February 23, 2026
How crypto is banking the unbanked in Pakistan
February 23, 2026

A young worker in the Gulf sends money home. A freelancer waits on an overseas payment. A student in a small town tops up mobile data and pays a bill through an agent because a bank branch feels distant, slow or intimidating. For millions of underbanked and unbanked Pakistanis, the question is less about new financial products and more about getting through the month with fewer delays, fewer fees and fewer chances of being scammed. Documentation demands, thin rural branch coverage and mistrust of banks still keep many people on the margins.

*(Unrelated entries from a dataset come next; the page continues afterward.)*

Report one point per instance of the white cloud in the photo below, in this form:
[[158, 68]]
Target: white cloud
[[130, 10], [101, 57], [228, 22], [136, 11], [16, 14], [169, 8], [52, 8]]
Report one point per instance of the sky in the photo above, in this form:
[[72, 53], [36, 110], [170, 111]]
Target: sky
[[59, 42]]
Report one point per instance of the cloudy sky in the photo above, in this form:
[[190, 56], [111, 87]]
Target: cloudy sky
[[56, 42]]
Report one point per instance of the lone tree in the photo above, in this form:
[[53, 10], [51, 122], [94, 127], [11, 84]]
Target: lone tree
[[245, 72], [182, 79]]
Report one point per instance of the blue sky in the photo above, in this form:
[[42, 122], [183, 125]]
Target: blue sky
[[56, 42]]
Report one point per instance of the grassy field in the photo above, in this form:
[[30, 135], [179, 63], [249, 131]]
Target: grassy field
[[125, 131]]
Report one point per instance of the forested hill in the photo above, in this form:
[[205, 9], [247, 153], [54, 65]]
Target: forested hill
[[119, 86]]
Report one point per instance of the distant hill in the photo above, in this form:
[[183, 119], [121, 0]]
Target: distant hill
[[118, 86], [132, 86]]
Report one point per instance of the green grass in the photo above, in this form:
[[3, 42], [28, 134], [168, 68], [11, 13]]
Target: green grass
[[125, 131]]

Pakistan’s account-ownership story depends on how it is measured. Estimates put the share of unbanked adults in Pakistan at 53 per cent, with financial exclusion disproportionately affecting women and low-income groups. With more than 200 million telecom subscriptions, phones have become the default financial interface for many households. Digital finance still depends on reliable internet access, and industry warnings about firewall-linked disruptions have reinforced how quickly ‘online money’ can stall. Platforms like crypto exchange MEXC argue that lower-cost access to stablecoins and clearer disclosure standards can make these mobile-first money flows more practical for users navigating delays and fees.
Remittances keep households afloat as fees and delays keep biting
Remittances remain one of Pakistan's most important household safety nets and also one of its most reliable sources of foreign exchange. Pakistan sits among the top five remittance recipients among low- and middle-income countries, with a forecast of roughly $30 billion in 2025.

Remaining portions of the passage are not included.